In the wake of Thanksgiving, I want to dedicate this blog
post to why I’m thankful for the Adirondacks. As a New Yorker, as an admirer of
nature, and as a proponent of the democratic system, I feel blessed to have
something like the Adirondack Park so close to home. Everyone says how the
Adirondacks are a small-scale experiment that sets an example for how to manage
the entire country, and to have that experiment in our backyard is something
special.
I’m thankful that a park so susceptible to exploitation (for
recreation, vacation, timber) has been preserved as much as it has. And that
preservation is a testament to the passions of the people that fight for the
park and the democratic system that has been created to sort out competing
interests. It’s also a testament to the integrity of the Park’s initial constitution,
however fickle it may seem today with the constant legal challenges. The
founders of the Park constitution made it a point to keep land forever wild and
it’s certainly rare to see that promise upheld today.

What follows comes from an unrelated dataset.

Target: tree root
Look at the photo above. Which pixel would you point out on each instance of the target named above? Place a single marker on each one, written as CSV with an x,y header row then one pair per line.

As a way of saying thanks for this course, I added a picture
of the snowglobe I got from the Adirondack Museum. Though it may look like just
a trinket to some, each snowglobe in my collection carries some meaning in
the form of either how I got it or the memories that it brings back. This
Adirondack one has its own story, and will definitely remind me of our trip to
the Adirondacks, everything I’ve learned in the course, and the friendships I’ve
made along the way. So thanks for being a part of that story.